Improving Performace

Rodrix · March 25, 2006, 1:33am

Hi all!
How are you doing!?

I am trying to boost up the speed of my game, let’s see anyone you can give me some tips…

Let me tell you about my program first…
My program consists of an open large environment with a single complex object in the middle that is animated. (balls in a pool table).

Environment consists of a plane floor, a mountain box, a skybox, three scrolling cloud layers, a fog scrolling plane, and some billboarded trees (static for now, since they are very far away, so illusion is still kept). Skybox Textures are 1024x1024 24-bit and MountainBox Textures are 1024x1024 32-bit.

Performace is:
-24fps| Any camera position from ground standing position that involves having the Complex Object in view.

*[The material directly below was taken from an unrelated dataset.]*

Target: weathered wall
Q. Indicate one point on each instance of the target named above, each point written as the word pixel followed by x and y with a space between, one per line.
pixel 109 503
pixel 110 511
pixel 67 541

-36fps| ANY camera position from ground standing position that does NOT involve having the Complex Object in view (That is just the view of the mountains and sky along the fog layer). Billboard trees don’t affect fps at all.

-18fps| Some (not all) camera positions that involve zooming in the complex object very close to the viewer, so that only the Complex object is seen. The object is actually large, so you don’t really have to zoom in that much, but rather get close to it.
-60fps| top view, 3 cloud layers moving and skybox

It looks like the mountainbox is taking a lot of fps, as there is like a 15 fps difference between (skyview) and (mountain & skyview).

Question 1) What can I do to improve performance?. Apart from back face culling, is frustum culling useful if i have only one object?! Should I divide the object in many parts!? Or should I research on “Cell-based occlusion culling”, or on “PVS-based arbitrary geometry occlusion culling” (Just read they existed).

Question 2) My camera works with inverse movement, that is, camara is always fixed at one position and the world moves in opposite direction through model transformation matrixes in a glMatrixPush/Pop nest. Should I use glLookAt and really move the camera?! Which method is recommended for my ‘world’?

Question 3) My far and near planes are 4000 and 100, and my fov is 45. Will changing this values improve my performance?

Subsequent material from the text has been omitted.